Tour à tour, on lui amène les résultats pas encore définitifs. « Au 4, tu as l’air largement en tête. Au 5, il y a beaucoup de FN. » Les indications ne sont que partielles, personne ne sait encore quoi en penser réellement. Sur le portable, les scores d’Hazebrouck arrivent au compte-goutte : l’UMP-UDI serait en tête. A Lynde, son binôme serait battu par le FN. « À Lynde », souffle-t-il… Mais le pire coup de grâce viendra de la commune voisine, La Gorgue et de ses 44% provisoires pour le Front National. « Pff… si le maire avait été plus courageux ». Pas encore de nouvelles de Morbecque, en revanche, commune clé du scrutin avec ses 2 700 habitants. Retour aux affaires estairoises. Le bureau n°4 tombe enfin : 42%, talonné par le FN à 40%. Les autres suivront dans la foulée. Bilan des courses pour Estaires, 47,5%. « Pas super, je ne m’attendais pas à un FN aussi haut.
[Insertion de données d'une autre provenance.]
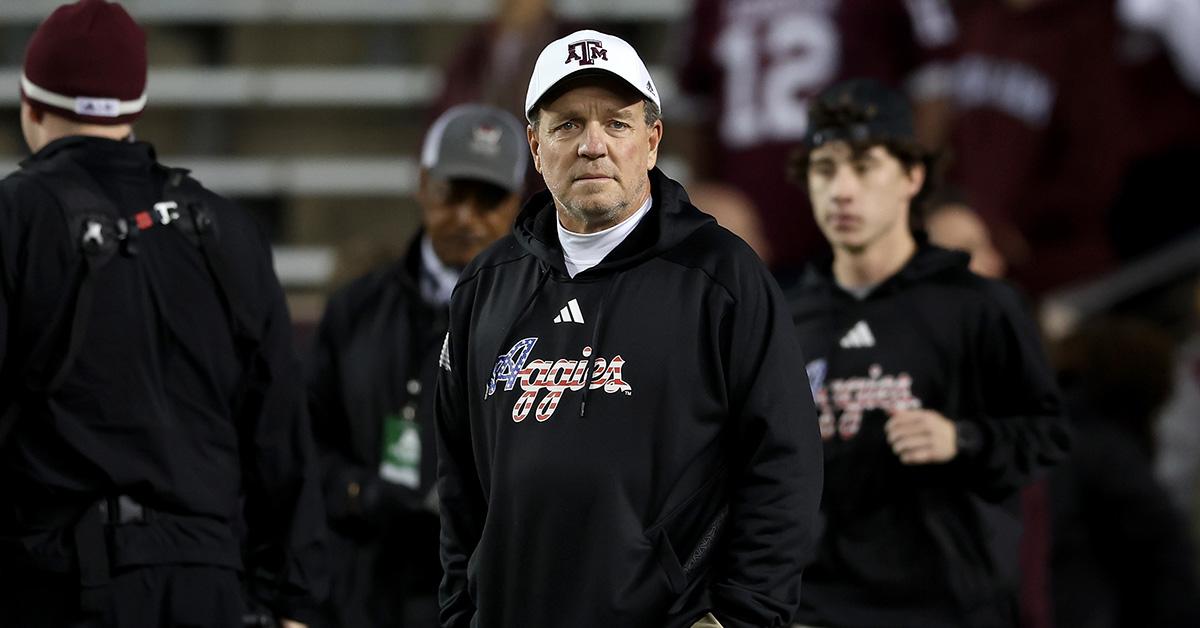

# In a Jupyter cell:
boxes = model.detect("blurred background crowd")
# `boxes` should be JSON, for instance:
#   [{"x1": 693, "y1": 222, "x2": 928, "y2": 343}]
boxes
[{"x1": 0, "y1": 0, "x2": 1200, "y2": 626}]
Mais adieu Jacques ! s’exclame-t-il découvrant les scores du conseiller général sortant, loin derrière. Avec tout ce qu’il a fait contre nous depuis sept ans, c’est bien fait ». Autour de lui, les sympathisants se pressent, il s’éloigne de temps à autre pour répondre au téléphone. Au fil des minutes, le visage se détend, la victoire au premier tour se dessine, mais il n’en connaît pas encore l’ampleur.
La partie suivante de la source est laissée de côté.